Rust: Functions with uninhabited return values codegen trap instead of unreachable

Created on 8 Apr 2019  路  19Comments  路  Source: rust-lang/rust

With https://github.com/rust-lang/rust/pull/59639, I would expect the following two functions to generate the same LLVM IR:

#[derive(Clone, Copy)]
pub enum EmptyEnum {}

pub fn empty(x: &EmptyEnum) -> EmptyEnum {
    *x
}

pub fn unreach(x: &EmptyEnum) -> EmptyEnum {
    unsafe { std::hint::unreachable_unchecked() }
}

However, they do not:

; playground::empty
; Function Attrs: noreturn nounwind nonlazybind uwtable
define void @_ZN10playground5empty17he3f416ff39576b93E(%EmptyEnum* noalias nocapture nonnull readonly align 1 %x) unnamed_addr #0 {
start:
  tail call void @llvm.trap()
  unreachable
}

; playground::unreach
; Function Attrs: norecurse noreturn nounwind nonlazybind readnone uwtable
define void @_ZN10playground7unreach17h416ea08edc51ffc9E(%EmptyEnum* noalias nocapture nonnull readonly align 1 %x) unnamed_addr #1 {
start:
  unreachable
}

Namely, empty triggers a well-defined trap while unreach causes UB.

That this makes a difference can be seen when adding:

pub fn test_unreach(x: bool) -> i32 {
    if x {
        42
    } else {
        unsafe { unreach(&*(8 as *const EmptyEnum)) };
        13
    }
}

pub fn test_empty(x: bool) -> i32 {
    if x {
        42
    } else {
        unsafe { empty(&*(8 as *const EmptyEnum)) };
        13
    }
}

The first becomes

; playground::test_unreach
; Function Attrs: norecurse nounwind nonlazybind readnone uwtable
define i32 @_ZN10playground12test_unreach17he4cbbc8d69597b0eE(i1 zeroext %x) unnamed_addr #2 {
start:
  ret i32 42
}

but the second becomes

; playground::test_empty
; Function Attrs: nounwind nonlazybind uwtable
define i32 @_ZN10playground10test_empty17hcb53970308f4f532E(i1 zeroext %x) unnamed_addr #3 {
start:
  br i1 %x, label %bb1, label %bb2

bb1:                                              ; preds = %start
  ret i32 42

bb2:                                              ; preds = %start
  tail call void @llvm.trap() #5
  unreachable
}

because the second branch does not actually cause UB.

Cc @eddyb @cuviper

A-codegen T-compiler

Most helpful comment

@cuviper

That's somewhat circular. It's only never executed if it's pruned as dead code

No, it is never executed period -- because only UB programs can ever get there, and we do not consider UB programs. There is no circularity.

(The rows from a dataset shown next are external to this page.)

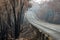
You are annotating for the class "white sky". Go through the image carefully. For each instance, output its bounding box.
[33,0,50,4]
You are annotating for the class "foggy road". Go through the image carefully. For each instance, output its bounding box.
[25,0,60,40]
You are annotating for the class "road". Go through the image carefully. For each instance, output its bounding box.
[25,0,60,40]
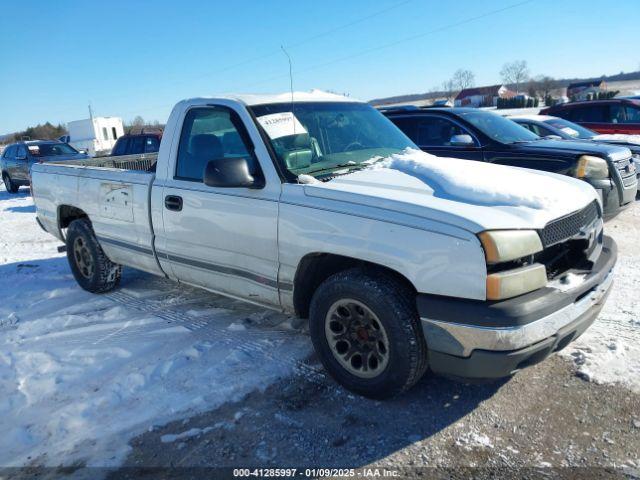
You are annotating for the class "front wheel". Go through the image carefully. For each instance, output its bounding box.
[2,173,20,193]
[67,218,122,293]
[309,269,427,399]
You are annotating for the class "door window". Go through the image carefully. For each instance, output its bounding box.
[111,137,129,156]
[16,145,27,160]
[144,137,160,153]
[2,145,16,160]
[519,123,557,137]
[571,105,608,123]
[611,104,640,123]
[416,117,469,147]
[129,137,145,155]
[175,107,257,182]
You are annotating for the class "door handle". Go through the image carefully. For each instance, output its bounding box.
[164,195,182,212]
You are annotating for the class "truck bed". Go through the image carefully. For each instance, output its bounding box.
[31,154,162,273]
[48,153,158,172]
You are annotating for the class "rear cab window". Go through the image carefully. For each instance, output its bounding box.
[174,106,260,182]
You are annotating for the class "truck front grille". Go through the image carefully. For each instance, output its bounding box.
[614,157,636,187]
[540,200,600,248]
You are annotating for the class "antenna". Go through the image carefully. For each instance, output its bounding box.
[280,45,296,135]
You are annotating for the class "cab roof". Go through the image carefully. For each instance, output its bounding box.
[181,90,360,106]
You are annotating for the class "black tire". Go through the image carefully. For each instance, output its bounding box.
[309,268,428,399]
[67,218,122,293]
[2,173,20,193]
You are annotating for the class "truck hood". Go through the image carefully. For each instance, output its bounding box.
[38,153,89,162]
[305,149,598,233]
[510,138,631,161]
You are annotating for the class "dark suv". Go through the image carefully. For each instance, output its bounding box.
[540,98,640,134]
[0,140,89,193]
[382,107,638,217]
[111,133,162,157]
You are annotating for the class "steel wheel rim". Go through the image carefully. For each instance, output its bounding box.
[324,298,389,378]
[73,237,94,279]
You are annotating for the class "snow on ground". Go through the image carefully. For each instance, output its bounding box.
[0,184,311,466]
[562,202,640,393]
[0,182,640,466]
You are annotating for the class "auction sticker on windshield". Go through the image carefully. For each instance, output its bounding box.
[258,112,307,140]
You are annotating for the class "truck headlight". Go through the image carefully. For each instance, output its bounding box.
[487,263,547,300]
[575,155,609,179]
[478,230,542,264]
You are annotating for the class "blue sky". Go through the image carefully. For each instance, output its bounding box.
[0,0,640,133]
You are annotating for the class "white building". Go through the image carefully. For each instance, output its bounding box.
[67,117,124,157]
[454,85,515,108]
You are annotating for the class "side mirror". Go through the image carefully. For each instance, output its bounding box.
[204,157,264,188]
[449,133,476,147]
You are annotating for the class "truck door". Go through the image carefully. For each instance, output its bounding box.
[9,145,29,180]
[156,105,281,305]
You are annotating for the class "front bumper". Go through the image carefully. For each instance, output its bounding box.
[417,237,617,378]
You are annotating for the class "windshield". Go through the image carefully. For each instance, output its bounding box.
[27,143,79,157]
[544,118,596,139]
[460,111,540,143]
[251,102,418,176]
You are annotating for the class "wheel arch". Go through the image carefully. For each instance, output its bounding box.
[57,204,90,238]
[293,252,417,318]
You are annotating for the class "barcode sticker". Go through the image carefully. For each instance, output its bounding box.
[258,112,307,140]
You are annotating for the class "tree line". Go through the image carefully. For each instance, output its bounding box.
[438,60,560,101]
[5,122,67,143]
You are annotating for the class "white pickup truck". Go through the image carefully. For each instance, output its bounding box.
[32,92,616,398]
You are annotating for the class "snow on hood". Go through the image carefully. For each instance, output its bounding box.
[301,149,597,232]
[374,149,591,210]
[593,133,640,145]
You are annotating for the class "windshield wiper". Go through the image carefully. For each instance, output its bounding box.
[307,157,384,175]
[307,163,371,175]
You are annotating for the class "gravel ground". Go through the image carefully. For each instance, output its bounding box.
[114,204,640,478]
[116,356,640,474]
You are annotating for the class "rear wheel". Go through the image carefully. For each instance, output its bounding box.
[2,173,20,193]
[67,218,122,293]
[310,269,427,399]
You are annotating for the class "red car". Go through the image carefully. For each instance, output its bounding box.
[540,98,640,135]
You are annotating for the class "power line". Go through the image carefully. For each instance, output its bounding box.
[240,0,534,87]
[101,0,535,119]
[80,0,414,113]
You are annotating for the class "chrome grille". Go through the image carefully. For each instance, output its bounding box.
[540,201,600,248]
[615,157,636,183]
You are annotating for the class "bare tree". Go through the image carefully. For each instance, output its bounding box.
[535,75,558,98]
[451,68,476,90]
[500,60,529,93]
[442,78,456,102]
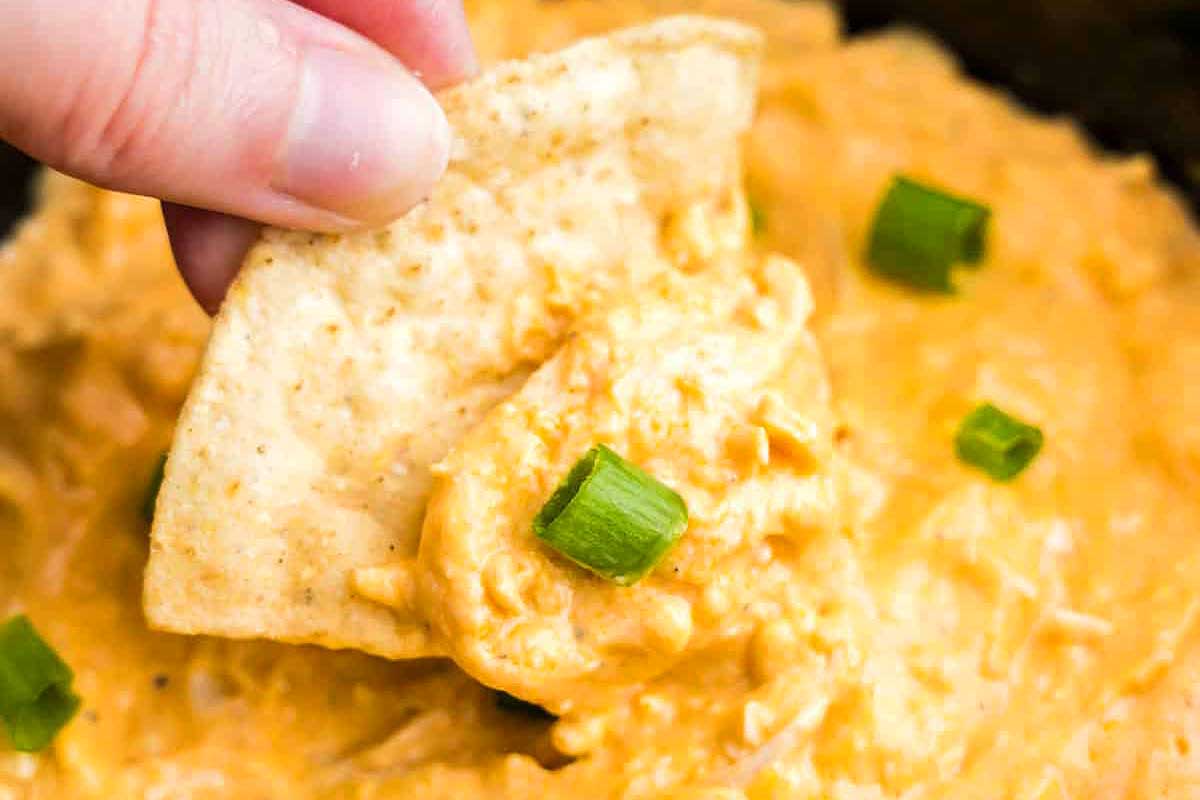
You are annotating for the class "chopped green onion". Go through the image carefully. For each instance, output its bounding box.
[142,453,167,522]
[496,690,558,721]
[0,615,79,752]
[866,175,991,293]
[954,403,1043,481]
[533,445,688,587]
[746,194,767,239]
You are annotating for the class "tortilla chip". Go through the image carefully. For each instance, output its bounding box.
[145,17,761,657]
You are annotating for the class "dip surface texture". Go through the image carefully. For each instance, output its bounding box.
[0,0,1200,800]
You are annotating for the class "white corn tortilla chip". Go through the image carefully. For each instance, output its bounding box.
[145,17,761,657]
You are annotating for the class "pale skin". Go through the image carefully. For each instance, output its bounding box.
[0,0,478,313]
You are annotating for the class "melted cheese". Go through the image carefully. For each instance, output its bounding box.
[0,0,1200,800]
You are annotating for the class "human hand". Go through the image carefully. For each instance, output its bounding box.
[0,0,476,312]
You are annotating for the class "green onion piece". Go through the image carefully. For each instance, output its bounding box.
[866,175,991,293]
[0,615,79,752]
[954,403,1043,481]
[746,196,767,239]
[533,445,688,587]
[142,453,167,522]
[496,690,558,721]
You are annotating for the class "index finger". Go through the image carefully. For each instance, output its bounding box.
[293,0,478,89]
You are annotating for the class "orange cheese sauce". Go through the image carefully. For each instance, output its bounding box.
[0,0,1200,800]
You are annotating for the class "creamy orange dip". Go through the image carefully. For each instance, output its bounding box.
[0,0,1200,800]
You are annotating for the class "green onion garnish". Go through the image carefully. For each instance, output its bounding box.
[954,403,1043,481]
[533,445,688,587]
[0,614,79,752]
[746,196,767,239]
[142,453,167,522]
[866,175,991,293]
[496,690,558,721]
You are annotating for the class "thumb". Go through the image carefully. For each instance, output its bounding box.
[0,0,449,230]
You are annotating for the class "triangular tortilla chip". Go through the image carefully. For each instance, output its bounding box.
[145,17,761,657]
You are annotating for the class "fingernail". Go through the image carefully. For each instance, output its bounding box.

In debug mode, there is a real path where this could be executed.

That path is just as real as the path to an if where a bool has value 2. And yet we codegen conditionals and other match assuming such paths do not exist. We do not consider UB paths.

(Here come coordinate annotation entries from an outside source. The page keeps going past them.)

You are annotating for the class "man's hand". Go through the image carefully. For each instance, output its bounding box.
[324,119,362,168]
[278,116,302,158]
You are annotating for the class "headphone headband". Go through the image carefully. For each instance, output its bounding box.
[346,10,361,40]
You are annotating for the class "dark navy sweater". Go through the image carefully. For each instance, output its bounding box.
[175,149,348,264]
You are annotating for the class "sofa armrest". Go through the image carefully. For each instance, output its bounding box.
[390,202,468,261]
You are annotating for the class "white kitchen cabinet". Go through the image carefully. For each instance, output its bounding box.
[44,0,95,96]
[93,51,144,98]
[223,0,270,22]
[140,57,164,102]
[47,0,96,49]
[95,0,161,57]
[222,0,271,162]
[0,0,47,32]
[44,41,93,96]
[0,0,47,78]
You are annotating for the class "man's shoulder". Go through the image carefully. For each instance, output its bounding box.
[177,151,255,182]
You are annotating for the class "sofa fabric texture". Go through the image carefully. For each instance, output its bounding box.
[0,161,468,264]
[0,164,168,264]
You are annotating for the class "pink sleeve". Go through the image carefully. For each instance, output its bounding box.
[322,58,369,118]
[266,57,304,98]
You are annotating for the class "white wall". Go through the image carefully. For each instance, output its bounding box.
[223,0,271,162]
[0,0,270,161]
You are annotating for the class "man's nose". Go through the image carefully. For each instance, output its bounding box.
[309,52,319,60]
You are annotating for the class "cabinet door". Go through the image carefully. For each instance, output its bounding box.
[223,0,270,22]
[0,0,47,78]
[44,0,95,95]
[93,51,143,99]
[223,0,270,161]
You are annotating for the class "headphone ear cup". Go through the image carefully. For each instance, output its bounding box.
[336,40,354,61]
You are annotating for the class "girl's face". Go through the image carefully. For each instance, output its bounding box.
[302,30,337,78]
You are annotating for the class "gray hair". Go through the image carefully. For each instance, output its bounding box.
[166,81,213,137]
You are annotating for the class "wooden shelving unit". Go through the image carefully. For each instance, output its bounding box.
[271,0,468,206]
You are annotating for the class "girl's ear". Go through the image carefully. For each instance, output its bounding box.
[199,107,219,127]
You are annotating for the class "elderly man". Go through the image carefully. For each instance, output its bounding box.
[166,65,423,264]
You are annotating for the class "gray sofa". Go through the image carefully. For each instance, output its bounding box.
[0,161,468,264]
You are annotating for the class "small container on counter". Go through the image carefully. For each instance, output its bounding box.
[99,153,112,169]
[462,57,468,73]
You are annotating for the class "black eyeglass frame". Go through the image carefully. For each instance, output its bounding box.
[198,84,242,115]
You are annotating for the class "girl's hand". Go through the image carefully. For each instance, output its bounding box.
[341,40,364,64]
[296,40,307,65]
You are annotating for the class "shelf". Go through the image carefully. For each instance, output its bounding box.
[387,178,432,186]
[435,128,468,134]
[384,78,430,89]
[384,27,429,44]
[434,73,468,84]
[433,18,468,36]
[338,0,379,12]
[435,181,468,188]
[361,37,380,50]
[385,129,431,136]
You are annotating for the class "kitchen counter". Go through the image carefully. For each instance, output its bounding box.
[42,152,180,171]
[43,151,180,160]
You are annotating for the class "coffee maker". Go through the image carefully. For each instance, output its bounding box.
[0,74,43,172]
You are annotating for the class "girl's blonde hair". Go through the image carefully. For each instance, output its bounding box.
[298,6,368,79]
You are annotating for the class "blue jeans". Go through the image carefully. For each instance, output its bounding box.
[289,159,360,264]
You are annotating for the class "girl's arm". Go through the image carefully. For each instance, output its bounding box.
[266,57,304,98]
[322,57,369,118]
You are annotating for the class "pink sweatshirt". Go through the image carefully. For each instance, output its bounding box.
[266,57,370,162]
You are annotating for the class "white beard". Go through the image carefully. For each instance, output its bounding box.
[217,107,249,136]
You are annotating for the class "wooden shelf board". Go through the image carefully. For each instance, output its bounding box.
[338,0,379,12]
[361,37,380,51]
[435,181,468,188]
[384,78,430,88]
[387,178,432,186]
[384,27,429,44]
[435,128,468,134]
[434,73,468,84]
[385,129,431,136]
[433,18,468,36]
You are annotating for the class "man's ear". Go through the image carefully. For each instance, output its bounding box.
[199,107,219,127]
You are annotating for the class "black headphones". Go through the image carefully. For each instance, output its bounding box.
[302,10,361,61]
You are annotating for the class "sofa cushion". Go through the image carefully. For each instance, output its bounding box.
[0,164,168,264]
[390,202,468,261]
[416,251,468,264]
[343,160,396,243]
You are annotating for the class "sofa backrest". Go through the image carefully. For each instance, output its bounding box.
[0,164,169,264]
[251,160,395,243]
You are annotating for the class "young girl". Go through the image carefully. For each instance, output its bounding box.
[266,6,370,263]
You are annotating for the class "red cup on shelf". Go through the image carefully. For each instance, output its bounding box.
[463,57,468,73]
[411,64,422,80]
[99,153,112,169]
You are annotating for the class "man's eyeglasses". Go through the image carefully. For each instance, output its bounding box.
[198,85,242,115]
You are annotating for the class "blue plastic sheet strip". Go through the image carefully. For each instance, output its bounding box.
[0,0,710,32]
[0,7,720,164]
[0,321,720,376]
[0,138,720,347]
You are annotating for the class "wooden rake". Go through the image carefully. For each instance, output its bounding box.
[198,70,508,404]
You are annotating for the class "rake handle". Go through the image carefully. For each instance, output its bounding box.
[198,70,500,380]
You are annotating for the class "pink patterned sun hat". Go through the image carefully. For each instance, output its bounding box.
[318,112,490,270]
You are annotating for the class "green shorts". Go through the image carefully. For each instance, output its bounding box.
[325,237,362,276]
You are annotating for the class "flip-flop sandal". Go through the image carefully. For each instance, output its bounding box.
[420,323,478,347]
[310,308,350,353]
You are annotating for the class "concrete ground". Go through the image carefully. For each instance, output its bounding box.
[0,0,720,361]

I'd prefer it if we had an example that wasn't obviously doing something wrong.

I don't understand?

I mean that it's not supposed to be possible to create an uninhabited value, so we want to assume it never happens. But if you called test_empty(false) in debug mode, that code would be reached, so the unreachable is incorrect in practice. Same for test_unreach(false) though, so maybe this isn't a useful distinction.

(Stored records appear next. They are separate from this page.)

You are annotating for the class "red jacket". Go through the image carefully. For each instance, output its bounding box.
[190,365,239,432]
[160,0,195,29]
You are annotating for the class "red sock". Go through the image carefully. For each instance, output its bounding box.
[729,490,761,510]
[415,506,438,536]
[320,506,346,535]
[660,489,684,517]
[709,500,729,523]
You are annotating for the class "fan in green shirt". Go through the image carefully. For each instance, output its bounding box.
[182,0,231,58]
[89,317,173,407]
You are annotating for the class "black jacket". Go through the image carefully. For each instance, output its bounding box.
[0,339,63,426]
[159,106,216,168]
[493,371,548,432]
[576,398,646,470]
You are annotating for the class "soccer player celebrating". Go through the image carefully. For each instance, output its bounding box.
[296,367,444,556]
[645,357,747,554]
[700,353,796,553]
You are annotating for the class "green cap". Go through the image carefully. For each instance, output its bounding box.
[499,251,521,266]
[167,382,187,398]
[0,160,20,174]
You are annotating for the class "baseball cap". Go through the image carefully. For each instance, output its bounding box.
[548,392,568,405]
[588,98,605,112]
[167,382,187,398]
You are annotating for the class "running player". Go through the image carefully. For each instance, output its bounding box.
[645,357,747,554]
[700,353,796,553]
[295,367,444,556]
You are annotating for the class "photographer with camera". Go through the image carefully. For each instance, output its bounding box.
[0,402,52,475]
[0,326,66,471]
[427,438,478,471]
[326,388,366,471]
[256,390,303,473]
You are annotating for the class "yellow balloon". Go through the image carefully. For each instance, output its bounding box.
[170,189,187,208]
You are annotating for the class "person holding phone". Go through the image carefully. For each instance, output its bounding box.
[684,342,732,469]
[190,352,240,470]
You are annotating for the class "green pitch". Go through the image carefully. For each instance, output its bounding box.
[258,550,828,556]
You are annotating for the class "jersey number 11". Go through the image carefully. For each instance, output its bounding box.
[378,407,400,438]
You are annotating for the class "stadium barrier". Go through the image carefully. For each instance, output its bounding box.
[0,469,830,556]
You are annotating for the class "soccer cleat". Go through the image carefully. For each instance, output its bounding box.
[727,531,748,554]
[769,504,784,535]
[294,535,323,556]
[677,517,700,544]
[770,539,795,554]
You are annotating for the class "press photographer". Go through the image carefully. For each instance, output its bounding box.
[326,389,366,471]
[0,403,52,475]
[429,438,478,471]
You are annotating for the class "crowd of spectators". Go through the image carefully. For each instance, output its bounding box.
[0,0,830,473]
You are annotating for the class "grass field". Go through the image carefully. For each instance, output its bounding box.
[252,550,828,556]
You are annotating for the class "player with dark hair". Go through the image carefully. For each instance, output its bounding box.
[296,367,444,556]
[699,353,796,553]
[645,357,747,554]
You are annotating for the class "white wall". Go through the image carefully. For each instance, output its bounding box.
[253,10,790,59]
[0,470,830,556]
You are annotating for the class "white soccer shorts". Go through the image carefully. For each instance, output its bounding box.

This is exactly what UB is for: the compiler may assume it does not happen, and the programmer writing unsafe code must make sure that that is truly the case.

@comex

To the extent deciding how strictly to exploit UB is a tradeoff between performance and developer ergonomics, it's helpful to know that LLVM will trap rather than literally emitting no instructions and falling through into whatever chunk of code comes next, something that both GCC and Clang do by default on Linux :)

LLVM might trap. Or it might do anything else. That's what I mean by "unreliable lint". See test_unreach above for a case where it does not trap.
I'm not saying it's not useful, I am all for keeping it; I am just saying that this in no way means that unreachable is any less dangerous or more predictable in terms of what happens if such code is ever reached.

All 19 comments

Note also that we use TrapUnreachable, so unreachable will be selected to a trap instruction during codegen, if it persists until then. Given that, I don't think an explicit @llvm.trap() makes a lot of sense here.

@nikic we use trap in other places to ensure that no UB happens. The example above shows that even with TrapUnreachable, there is a huge difference in terms of how optimizations treat trap vs unreachable.

TrapUnreachable from what you describe has the effect of an unreliable lint, but cannot be relied on to actually detect cases where programs run into unreachable. Hence I do not think having or not having that setting should affect our own codegen choices at all.

We can change the call void @llvm.trap() ; unreachable to just unreachable, if we really want this to behave just like hint::unreachable_unchecked().

I'm not certain that we should though, since your empty example is purely safe code, and your uncheck requires unsafe for the hint. In other words, if we change this, you've invented a safe way to write an otherwise unsafe construct. (Although it does require unsafe to call empty with a faked &Empty).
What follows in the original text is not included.